1. Rewind Markers (vertical event lines)

A rewind event is a structural discontinuity — it deserves a visual “snap” in the waveform.

Add this inside our D3 useEffect after drawing the Q‑metric lines:#

// --- REWIND MARKERS ---
rewinds.forEach((rw) => {
  const xPos = x(rw.from_step);
 
  svg.append("line")
    .attr("x1", xPos)
    .attr("x2", xPos)
    .attr("y1", 10)
    .attr("y2", height - 20)
    .attr("stroke", "#d62728")
    .attr("stroke-width", 1.5)
    .attr("stroke-dasharray", "4 2");
 
  svg.append("text")
    .attr("x", xPos + 3)
    .attr("y", 20)
    .text("rewind")
    .style("font-size", "9px")
    .style("fill", "#d62728");
});

Result#

We get red dashed vertical lines marking rewind points, with a tiny label.
This makes corridor “snapbacks” visible at a glance.


2. Spec Threshold Overlays (CorridorSpec → horizontal lines)#

Thresholds are structural boundaries — they should appear as horizontal guide rails.

Assuming we pass spec: CorridorSpec into the component:

// --- SPEC THRESHOLDS ---
const thresholds = [
  { key: "semantic_drift", value: spec.max_semantic_drift, color: "#1f77b4" },
  { key: "tool_entropy", value: spec.max_tool_entropy, color: "#ff7f0e" },
  { key: "latency_drift", value: spec.max_latency_drift, color: "#2ca02c" },
  { key: "retry_ratio", value: spec.max_retry_ratio, color: "#9467bd" },
];
 
thresholds.forEach((t) => {
  const yPos = y(t.value);
 
  svg.append("line")
    .attr("x1", 40)
    .attr("x2", width - 10)
    .attr("y1", yPos)
    .attr("y2", yPos)
    .attr("stroke", t.color)
    .attr("stroke-width", 1)
    .attr("stroke-dasharray", "3 3");
 
  svg.append("text")
    .attr("x", 45)
    .attr("y", yPos - 4)
    .text(`${t.key} max`)
    .style("font-size", "9px")
    .style("fill", t.color);
});

Result#

Each Q‑metric now has a visual safety envelope.
When the waveform crosses a threshold, we can see the corridor destabilizing in real time.


3. Mini‑Map (overview + zoom/pan)#

This is the “VCD‑viewer‑style” mini‑map: a compressed overview of the entire corridor with a draggable viewport.
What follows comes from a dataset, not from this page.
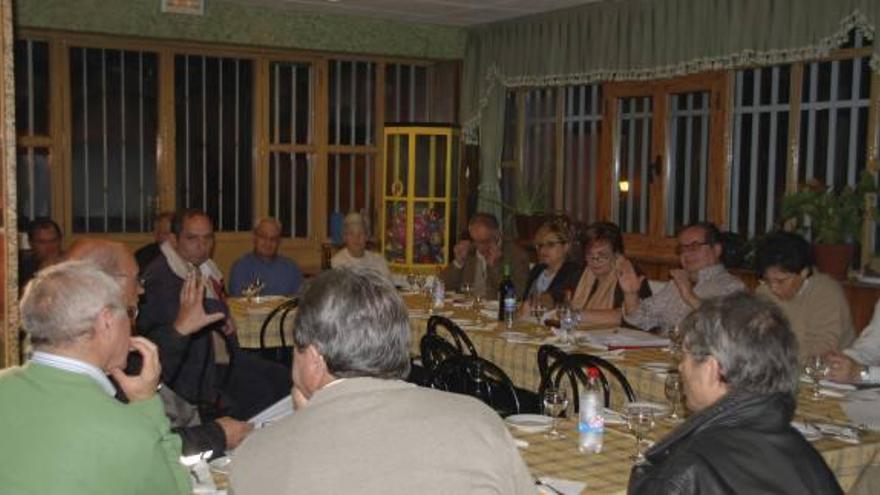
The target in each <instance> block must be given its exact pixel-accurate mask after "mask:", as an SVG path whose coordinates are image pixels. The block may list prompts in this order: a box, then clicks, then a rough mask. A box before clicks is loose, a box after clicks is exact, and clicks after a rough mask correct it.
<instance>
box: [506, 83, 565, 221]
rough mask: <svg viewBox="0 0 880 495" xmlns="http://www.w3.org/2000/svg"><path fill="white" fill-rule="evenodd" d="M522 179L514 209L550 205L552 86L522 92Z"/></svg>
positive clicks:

Add a second SVG below the main waveform:#

<svg ref={miniRef} width={600} height={40} className="border rounded bg-gray-50" />

In the D3 useEffect, after drawing the main panel:#

// --- MINI-MAP ---
const mini = d3.select(miniRef.current);
mini.selectAll("*").remove();
 
const miniX = d3.scaleLinear()
  .domain(x.domain())
  .range([40, width - 10]);
 
// Draw compressed drift line
const miniLine = d3.line<CorridorQEvent>()
  .x((d) => miniX(d.step_id))
  .y((d) => 20 - d.semantic_drift * 15);
 
mini.append("path")
  .datum(qHistory)
  .attr("fill", "none")
  .attr("stroke", "#1f77b4")
  .attr("stroke-width", 0.8)
  .attr("d", miniLine as any);
 
// Draggable viewport rectangle
const viewport = mini.append("rect")
  .attr("x", miniX(x.domain()[0]))
  .attr("y", 0)
  .attr("width", 80)
  .attr("height", 40)
  .attr("fill", "rgba(0,0,255,0.1)")
  .attr("stroke", "#1f77b4")
  .call(
    d3.drag().on("drag", (event) => {
      const newX = Math.max(40, Math.min(width - 90, event.x));
      viewport.attr("x", newX);
 
      // Update main chart zoom
      const start = miniX.invert(newX);
      const end = miniX.invert(newX + 80);
      x.domain([start, end]);
 
      // Redraw main chart
      svg.selectAll("*").remove();
      drawMainChart(); // wrap your main drawing logic in a function
    })
  );

Result#

We now have:

  • a compressed overview of the entire corridor
  • a draggable viewport that controls zoom/pan
  • a main waveform that updates as we drag

This is exactly how waveform viewers like GTKWave, Vivado, and Chrome DevTools operate.


What we’ve built now#

We’ve effectively created:

  • rewind‑aware waveforms
  • safety‑envelope overlays
  • a corridor mini‑map with interactive zoom

This is no longer “just a viewer” — it’s a Corridor Instrumentation Console, the first of its kind.